PF reforça fiscalização sobre produtos químicos controlados
PF amplia controle sobre produtos químicos no Brasil
Nova instrução normativa reforça fiscalização, exige licenciamento e amplia o rastreamento de substâncias usadas na fabricação ilícita de drogas.
A Polícia Federal publicou nesta segunda-feira (3) uma nova instrução normativa que amplia o controle de produtos químicos utilizados na fabricação ilícita de drogas e outras substâncias entorpecentes. A medida foi divulgada no Diário Oficial da União e estabelece novas regras para cadastro, licenciamento, fiscalização e monitoramento de pessoas físicas e jurídicas que atuam com produtos químicos controlados.
O objetivo é fortalecer o rastreamento dessas substâncias, ampliar a fiscalização e prevenir o desvio de materiais para atividades criminosas.
Nova norma amplia controle de produtos químicos
A regulamentação atualiza os procedimentos previstos na legislação federal e define novas exigências para empresas e profissionais que produzem, comercializam, transportam, armazenam ou utilizam produtos químicos sujeitos ao controle da Polícia Federal.

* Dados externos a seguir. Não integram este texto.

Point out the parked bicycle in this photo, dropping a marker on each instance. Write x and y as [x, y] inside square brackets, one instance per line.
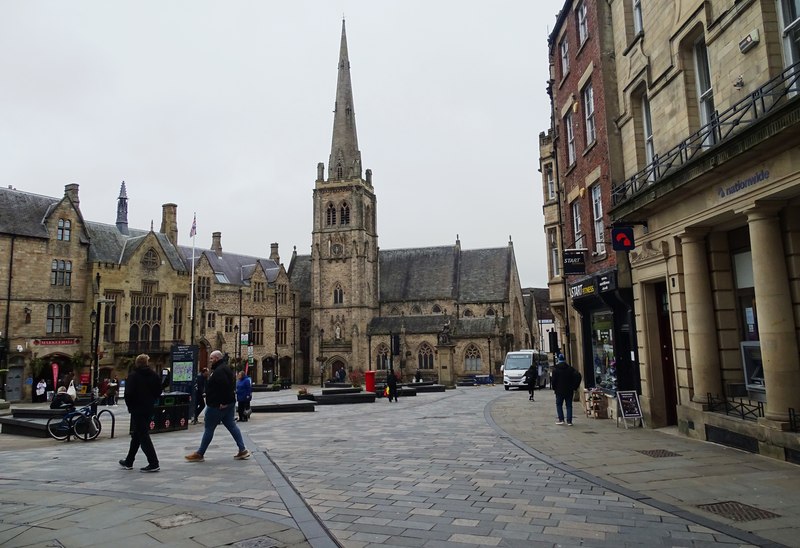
[81, 423]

Conforme a norma, todas as atividades deverão ser registradas por meio do Sistema de Controle de Produtos Químicos.
Além do cadastro e do licenciamento, o sistema permitirá a emissão de certificados, autorizações especiais e permissões para importação, exportação e reexportação de substâncias controladas.
Empresas deverão enviar informações mensalmente
A nova instrução normativa também determina o envio obrigatório dos Mapas Mensais de Controle.
Os documentos deverão informar todas as movimentações de produtos químicos realizadas no mês anterior.
O envio deverá ocorrer até o dia 15 de cada mês, inclusive quando não houver movimentação das substâncias controladas.
Fiscalização poderá apreender produtos irregulares
A norma autoriza equipes de fiscalização a inspecionar estabelecimentos que desenvolvam atividades com produtos químicos controlados.
Além disso, os agentes poderão apreender substâncias encontradas em situação irregular.
O texto também organiza as infrações por níveis de gravidade e estabelece as respectivas penalidades.
As principais sanções incluem:
- advertência para infrações de menor gravidade;
- multas entre R$ 2.128,20 e R$ 20 mil em casos de reincidência;
- multas de R$ 20 mil a R$ 350 mil para irregularidades mais graves;
- suspensão da licença de funcionamento por até 180 dias;
- cancelamento da autorização em situações envolvendo desvio de produtos químicos para fins ilícitos.
Norma define infrações sujeitas à punição
Entre as condutas passíveis de sanção estão:
- ausência de cadastro ou licenciamento;
- omissão de informações obrigatórias;
- realização de atividades sem autorização da Polícia Federal;
- importação ou exportação sem autorização prévia;
- adulteração de documentos, registros ou rótulos para burlar a fiscalização.
Objetivo é impedir o uso ilegal de substâncias químicas
Segundo a Polícia Federal, a nova regulamentação busca ampliar os mecanismos de controle sobre produtos químicos utilizados na fabricação ilegal de drogas.
Além disso, a medida fortalece o rastreamento das operações e aumenta a capacidade de fiscalização dos órgãos responsáveis.
A instrução normativa também revoga normas anteriores publicadas em 2020 e 2021, consolidando as regras atualmente em vigor.